Uma jornada gradativa

O Transtorno de Estresse Agudo (TEA) , que ocorre no mês inicial após a exposição ao evento traumático – seria um dos elementos preditores do TEPT. Para se caracterizar o TEA, o paciente deve apresentar ao menos três sintomas dissociativos durante a ocorrência traumática ou logo após: consciência reduzida, amnésia dissociativa, desrealização, despersonalização e entorpecimento.  Cada pessoa em situação de TEPT necessita de uma atenção cuidadosa, pois suas reações têm a ver com a sua história, sua capacidade de lidar com sentimentos e emoções, o impacto que a experiência teve em sua vida e a qualidade de suas experiências a partir do trauma.

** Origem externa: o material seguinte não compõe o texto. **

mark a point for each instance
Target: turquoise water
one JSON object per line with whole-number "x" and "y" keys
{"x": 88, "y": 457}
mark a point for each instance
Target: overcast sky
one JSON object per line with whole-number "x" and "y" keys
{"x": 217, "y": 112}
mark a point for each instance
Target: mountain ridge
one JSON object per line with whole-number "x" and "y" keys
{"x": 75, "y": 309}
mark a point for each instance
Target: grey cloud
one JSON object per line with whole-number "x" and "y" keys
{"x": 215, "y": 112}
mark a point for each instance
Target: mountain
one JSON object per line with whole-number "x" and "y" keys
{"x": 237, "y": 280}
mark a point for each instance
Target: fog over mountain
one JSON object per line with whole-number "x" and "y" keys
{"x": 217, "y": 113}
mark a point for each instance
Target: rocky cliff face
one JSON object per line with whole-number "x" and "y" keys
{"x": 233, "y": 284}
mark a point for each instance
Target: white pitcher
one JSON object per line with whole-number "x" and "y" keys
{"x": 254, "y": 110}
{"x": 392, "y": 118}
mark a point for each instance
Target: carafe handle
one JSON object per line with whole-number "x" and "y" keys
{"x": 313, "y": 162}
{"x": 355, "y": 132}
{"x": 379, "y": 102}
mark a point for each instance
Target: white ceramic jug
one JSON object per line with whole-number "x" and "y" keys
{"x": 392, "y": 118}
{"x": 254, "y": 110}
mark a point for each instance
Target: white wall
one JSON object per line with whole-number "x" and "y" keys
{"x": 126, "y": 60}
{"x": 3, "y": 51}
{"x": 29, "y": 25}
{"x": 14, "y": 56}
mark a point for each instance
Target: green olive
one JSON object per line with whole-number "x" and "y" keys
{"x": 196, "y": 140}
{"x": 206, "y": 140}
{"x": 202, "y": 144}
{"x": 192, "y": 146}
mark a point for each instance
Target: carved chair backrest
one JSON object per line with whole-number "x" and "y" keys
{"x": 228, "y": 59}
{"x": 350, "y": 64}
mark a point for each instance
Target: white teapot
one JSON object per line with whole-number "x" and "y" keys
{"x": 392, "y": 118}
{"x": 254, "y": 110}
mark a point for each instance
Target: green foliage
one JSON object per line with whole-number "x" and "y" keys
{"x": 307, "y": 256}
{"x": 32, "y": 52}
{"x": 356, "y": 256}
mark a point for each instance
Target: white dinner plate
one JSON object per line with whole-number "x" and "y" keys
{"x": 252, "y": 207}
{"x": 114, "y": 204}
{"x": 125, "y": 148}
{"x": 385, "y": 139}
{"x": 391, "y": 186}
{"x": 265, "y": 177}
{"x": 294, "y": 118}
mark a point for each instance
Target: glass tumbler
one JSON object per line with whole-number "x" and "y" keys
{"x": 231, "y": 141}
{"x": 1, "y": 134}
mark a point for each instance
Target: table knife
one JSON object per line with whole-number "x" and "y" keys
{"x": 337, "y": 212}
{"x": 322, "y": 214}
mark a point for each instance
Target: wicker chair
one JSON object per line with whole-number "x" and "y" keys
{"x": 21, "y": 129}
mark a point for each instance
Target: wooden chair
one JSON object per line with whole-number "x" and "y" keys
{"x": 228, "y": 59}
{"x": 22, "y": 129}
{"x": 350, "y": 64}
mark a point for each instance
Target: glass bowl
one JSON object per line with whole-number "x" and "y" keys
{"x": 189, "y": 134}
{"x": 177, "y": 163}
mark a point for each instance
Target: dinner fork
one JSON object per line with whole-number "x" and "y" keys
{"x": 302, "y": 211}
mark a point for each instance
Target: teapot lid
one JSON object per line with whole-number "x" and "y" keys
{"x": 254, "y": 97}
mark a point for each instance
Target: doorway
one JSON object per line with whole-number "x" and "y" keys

Uma das teorias que fundamenta a maioria dos modelos cognitivos de TEPT é a de que a emoção extrema que é sentida durante o trauma levaria a uma desorganizada representação mnêmica do fato; além disso, estudos comprovam que pessoas com TEPT costumam distorcer a memória traumática potencializando desta forma o caráter catastrófico do ocorrido. O esmaecimento de uma lembrança depende de alguns fatores. Um deles é o tipo de reação que se teve. Entende-se por “reação” toda a classe de reflexos voluntários e involuntários, onde os afetos serão descarregados. Porém, quando a reação é reprimida, o afeto tende a ficar vinculado à lembrança. De acordo com as teorias cognitivas, as memórias intrusivas referentes a um trauma têm sua origem na forma como a informação é processada durante o evento. 

A dissociação

A dissociação, caracterizada por um processamento superficial do trauma durante e após o evento traumático – contribuiria para o desenvolvimento e manutenção do transtorno. Para muitos pacientes, a tendência à dissociação seria um padrão, uma habilidade para segregar certos pensamentos e emoções. Seria a dissociação, a última defesa do cérebro. A ênfase dada aos sintomas dissociativos se dá justamente ao fato de que reações que minimizam a memória traumática dificultam o processamento e a consequente elaboração do evento, levando a uma maior demora na recuperação. 

E MAIS…

Mulheres apresentam sintomas mais severos de TEPT

De acordo com alguns estudos, as mulheres apresentam sintomas mais severos de TEPT do que os homens. A razão disso não é clara. O que os autores sugerem é que nas mulheres há um maior índice de abuso sexual tanto na infância como na vida adulta e que este fato as deixaria mais vulneráveis ao TEPT.

Estudos com pessoas que sofreram acidentes automobilísticos mostram que estas, assim como as que passaram por outros tipos de eventos traumáticos, teriam os mesmos fatores de vulnerabilidade ao TEPT, tais como: trauma anterior, dissociação peritraumática e, após o trauma, a falta de suporte social.